Journal slams Paul for ISIS comments
The Wall Street Journal has slapped Kentucky Sen. Rand Paul, a 2016 Republican presidential candidate, for suggesting members of his own party helped the Islamic State in Iraq and Syria (ISIS) grow in the Middle East.
“Speaking of gall, and a word of political advice, an aide might want to remind Senator Paul which party’s nomination he is seeking,” the newspaper said in a Thursday editorial.
{mosads}”Republicans who begin their campaigns assailing other Republicans rarely succeed — especially when the accusation is culpability for a would-be caliphate that uses executions, slavery, extortion, rape and general terror to enforce oppression in the Middle East and North Africa, and whose ideology inspires jihadists world-wide,” they added.
Other declared and potential 2016 GOP hopefuls, including Louisiana Gov. Bobby Jindal and former Pennsylvania Sen. Rick Santorum, have criticized Paul over his remark from early Wednesday that Republican hawks “created” ISIS and other groups.
“ISIS exists and grew stronger because of the hawks in our party, who gave arms indiscriminately, and most of those arms were snatched up by ISIS,” he said on MSNBC.

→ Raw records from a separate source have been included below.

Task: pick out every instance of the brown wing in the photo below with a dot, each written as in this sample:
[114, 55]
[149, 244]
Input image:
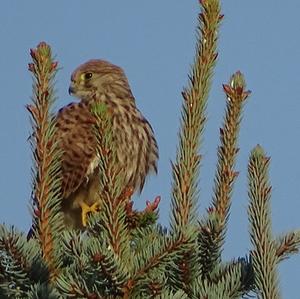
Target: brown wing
[77, 140]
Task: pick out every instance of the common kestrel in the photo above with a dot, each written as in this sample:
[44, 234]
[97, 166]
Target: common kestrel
[98, 81]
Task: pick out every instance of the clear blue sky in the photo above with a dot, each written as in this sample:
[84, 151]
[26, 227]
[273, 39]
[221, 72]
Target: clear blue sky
[154, 42]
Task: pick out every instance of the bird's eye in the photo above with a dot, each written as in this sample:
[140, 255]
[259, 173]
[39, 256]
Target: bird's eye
[88, 76]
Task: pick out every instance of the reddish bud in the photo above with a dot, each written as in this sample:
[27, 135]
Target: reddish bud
[54, 65]
[31, 67]
[227, 89]
[42, 45]
[97, 257]
[239, 90]
[37, 212]
[33, 53]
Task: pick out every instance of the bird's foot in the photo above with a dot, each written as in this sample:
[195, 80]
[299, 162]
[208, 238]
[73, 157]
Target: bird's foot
[85, 209]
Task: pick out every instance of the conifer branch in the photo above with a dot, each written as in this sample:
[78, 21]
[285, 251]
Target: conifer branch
[113, 196]
[20, 263]
[159, 257]
[227, 151]
[264, 254]
[46, 170]
[186, 168]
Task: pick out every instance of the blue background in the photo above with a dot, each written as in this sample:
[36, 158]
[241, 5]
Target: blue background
[154, 42]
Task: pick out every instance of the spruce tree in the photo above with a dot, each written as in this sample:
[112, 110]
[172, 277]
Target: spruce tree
[124, 253]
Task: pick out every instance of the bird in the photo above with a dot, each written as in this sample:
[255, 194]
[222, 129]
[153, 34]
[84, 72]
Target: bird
[99, 81]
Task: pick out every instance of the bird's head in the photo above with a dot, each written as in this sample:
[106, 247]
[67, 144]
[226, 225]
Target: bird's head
[96, 77]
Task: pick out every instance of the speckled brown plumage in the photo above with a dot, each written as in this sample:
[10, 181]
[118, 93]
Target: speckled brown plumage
[137, 152]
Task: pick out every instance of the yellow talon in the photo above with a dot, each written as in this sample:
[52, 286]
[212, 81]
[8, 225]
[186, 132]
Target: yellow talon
[85, 209]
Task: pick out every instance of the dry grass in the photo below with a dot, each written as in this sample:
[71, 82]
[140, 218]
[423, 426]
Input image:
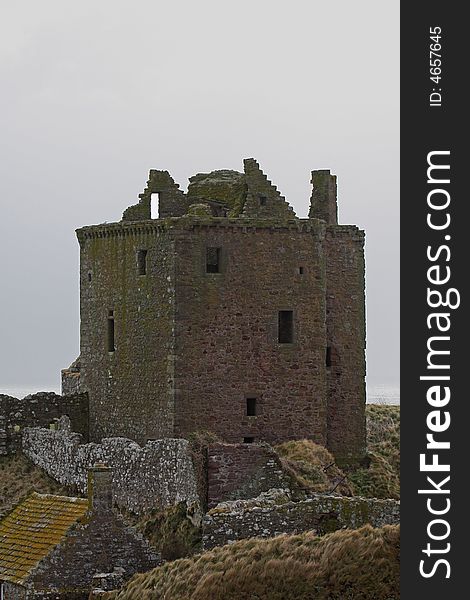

Paul also dinged Republicans who advocated bombing Syrian President Bashar Assad, who also views ISIS as an enemy, which the Journal criticized as a hypothetical.
The newspaper attributed the rise of ISIS to remnants of al Qaeda that grew after the withdrawal of U.S. forces in Iraq.
The Journal suggested Paul would be “better off focusing on his domestic agenda.”
Last week, The New York Times editorial board praised Paul for his “takedown of the Patriot Act” after he stole the spotlight on the Senate floor protesting the National Security Agency’s bulk collection of Americans’ phone data.